Pada tanggal 30 April 2015 tepat pukul 02.40 p.m. Aku berencana membawakan makanan untuk Myungsoo. Setelah kelas berakhir, aku menghampiri Tae Woo untuk menitipkan makanan itu. Tapi, Tae Woo malah menyuruhku untuk datang ke apartemennya saja. Awalnya aku ragu untuk datang kesana. Namun, Tae Woo meyakinkanku untuk datang kesana saja karena dia beralasan akan pergi main bersama temannya. Akhirnya aku memberanikan diri untuk datang. Sepanjang perjalanan, sudut bibirku tiada hentinya tersenyum sambil membayangkan diriku bisa berduaan dengan Myungsoo. Setibanya di apartemennya, ku lihat dia sedang bermain game. Aku hanya bisa menggelengkan kepalaku tak percaya. Tanganku mengetuk pintu apartemennya. Ku lihat dia menoleh ke arahku. Mulutku pun menyapanya sambil tersenyum. Aku masuk ke apartemennya lalu menyimpan makanan yang ku bawa di dapur.
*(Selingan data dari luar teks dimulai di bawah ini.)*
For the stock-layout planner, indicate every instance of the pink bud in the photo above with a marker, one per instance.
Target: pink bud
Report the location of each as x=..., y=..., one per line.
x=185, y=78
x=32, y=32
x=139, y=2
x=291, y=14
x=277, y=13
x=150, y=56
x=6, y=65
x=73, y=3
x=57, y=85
Dia menanyakan keberadaan Tae Woo. Aku pun memberitahunya bahwa Tae Woo sedang main bersama temannya. Baru saja aku mengatakannya, Tae Woo datang ke apartemennya dengan senyum polosnya. Aku langsung mengajukan protes pada Tae Woo karena dia telah membohongiku. Tae Woo malah terkekeh lalu masuk ke kamarnya. Beberapa menit kemudian, Tae Woo keluar dari kamarnya. Tae Woo mengatakan akan main bersama temannya lalu berpamitan padaku dan Myungsoo. Akhirnya aku hanya berduaan dengan Myungsoo. Aku selalu membayangkan hal romantis saat itu. Namun, khayalanku gagal karena dia mengabaikanku. Dia lebih memilih fokus bermain game favoritnya itu. Tanpa sadar aku pun tertidur. Tepat pukul 7.00 p.m, aku terbangun dari tidurku. Saat melihat ke sekelilingku, aku tidak melihatnya dimana pun. Aku pun mengirim pesan padanya. Kamar apartemennya terasa sangat sunyi bagiku. Aku pun merasa takut. Selama 10 menit, aku berdiam diri tak bergerak sedikit pun dari tempat tidurku tadi sambil memeluk lututku sendiri. Tiba-tiba pintu apartemen terbuka. Munculah sosok yang ku tunggu sedari tadi. Aku pun bertanya padanya.
“ Neo oedigga?”
“ Aku mencari sinyal ponselku di luar.”

Dia berjalan melewatiku. Tangannya terulur mengambil pakaiannya yang berantakan. Pakaiannya satu demi satu dilipat dengan rapi olehnya. Sebenarnya tujuanku mendatanginya bukan sekedar membawakan makanan untuknya. Aku menginginkan sesuatu darinya. Aku menginginkan hadiah kecil darinya. Aku sangat menginginkan sentuhannya lagi. Saat itu hasrat dalam hatiku dan otakku sedang berperang. Apakah aku harus menyampaikan keinginan hasratku itu? Ataukah aku harus menahan semuanya? Tapi aku benar-benar menginginkan sentuhannya pada tubuhku. Apakah keingananku ini akan ditolak olehnya lagi? Mengingat dia pernah menolaknya dulu saat aku memintanya. Akhirnya aku memberanikan diri bertanya padanya. Apapun resposnya aku harus siap mendengarkannya.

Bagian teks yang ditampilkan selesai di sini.